SMITHFIELD, VA. -- A 350-year-old organ tucked into a corner at Smithfield's historic St. Luke's Church for years has been declared priceless by a leading expert on the instrument.

"I've never seen anything like it," said Stephen Bicknell of J.W. Walker & Sons Ltd. of Brandon, Suffolk, England. "The St. Luke's organ has not been altered in any way. It is in extraordinary condition. When you look inside, the wooden pipes look as though they were made yesterday. Its only major defect is that it doesn't play."

St. Luke's, the oldest brick church of English foundation in the country, has had an electric organ for 40 years and has brought out the old one only for special services.

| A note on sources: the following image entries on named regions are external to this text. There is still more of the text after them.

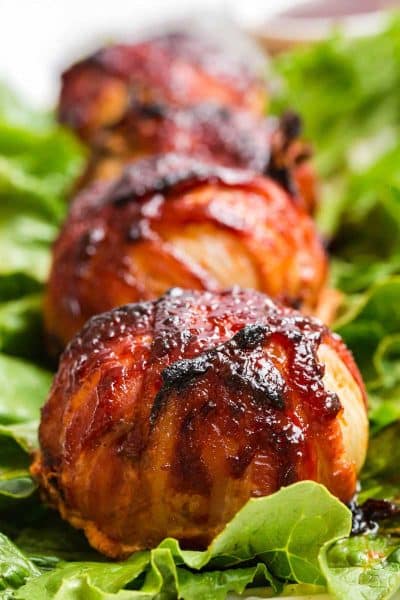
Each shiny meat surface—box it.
[32,283,368,557]
[45,154,327,347]
[59,33,266,140]
[79,102,317,212]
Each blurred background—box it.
[0,0,397,105]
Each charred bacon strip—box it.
[45,154,327,345]
[32,289,368,557]
[59,33,266,141]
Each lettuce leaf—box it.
[320,535,400,600]
[0,533,41,599]
[0,354,52,424]
[3,481,351,600]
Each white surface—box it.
[0,0,299,105]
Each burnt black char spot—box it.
[150,324,285,424]
[103,152,254,206]
[348,498,400,535]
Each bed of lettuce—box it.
[0,19,400,600]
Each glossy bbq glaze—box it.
[45,154,327,346]
[79,102,317,212]
[59,33,266,140]
[32,289,368,557]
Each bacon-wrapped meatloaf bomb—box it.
[32,289,368,557]
[79,103,317,212]
[45,154,327,346]
[59,33,266,141]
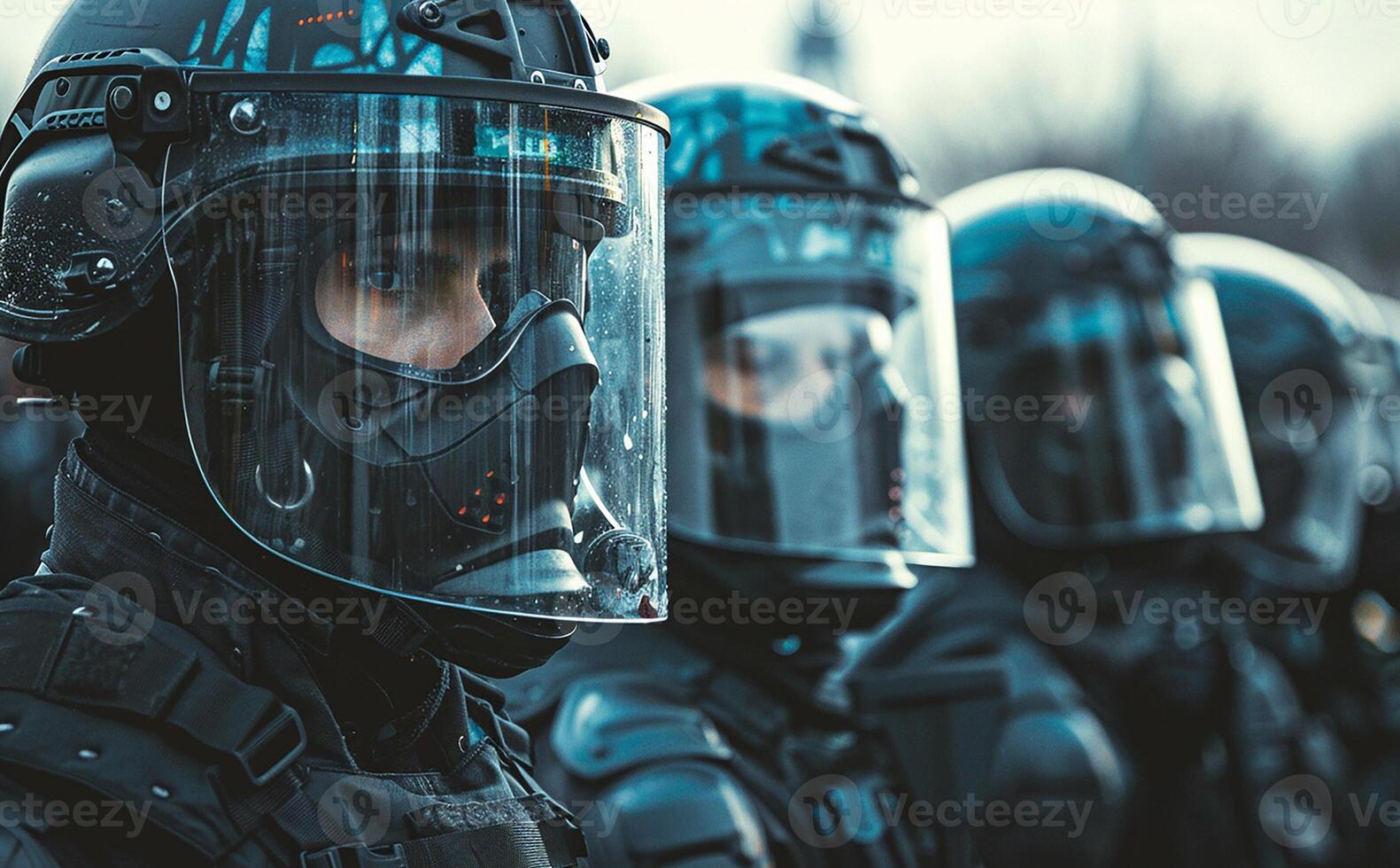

Until Bicknell visited the church in June, its board of directors was unaware of the value of the little organ, curator Richard L. Austin said.

Wooden pipes, part of the organ's musical works, are set into a central painting that gives the illusion of any archway in a cathedral with screens showing Bible scenes on either side.

Bicknell and others are urging that the organ be restored. He estimated it would cost about $20,000 to restore it, and $20,000 to restore the artwork on the screens.

"There are many Stradivarius violins; there is only one Smithfield organ," he said. "We think its value as one of America's most important early musical instruments will be recognized."

The value of the organ cannot be calculated, he said. He said he believes it is the only one of its kind.

"In artistic terms, it's priceless," he said. The organ is "of remarkable international status and importance."

Bicknell said he first learned of the organ 10 years ago and described his June visit as a pilgrimage.

Bicknell said he believes the organ, made of Flemish oak, was built by the Dallam family of organ builders in England. One member of that family took a similar organ in the 1600s as a gift to the Sultan of Turkey from Queen Elizabeth I.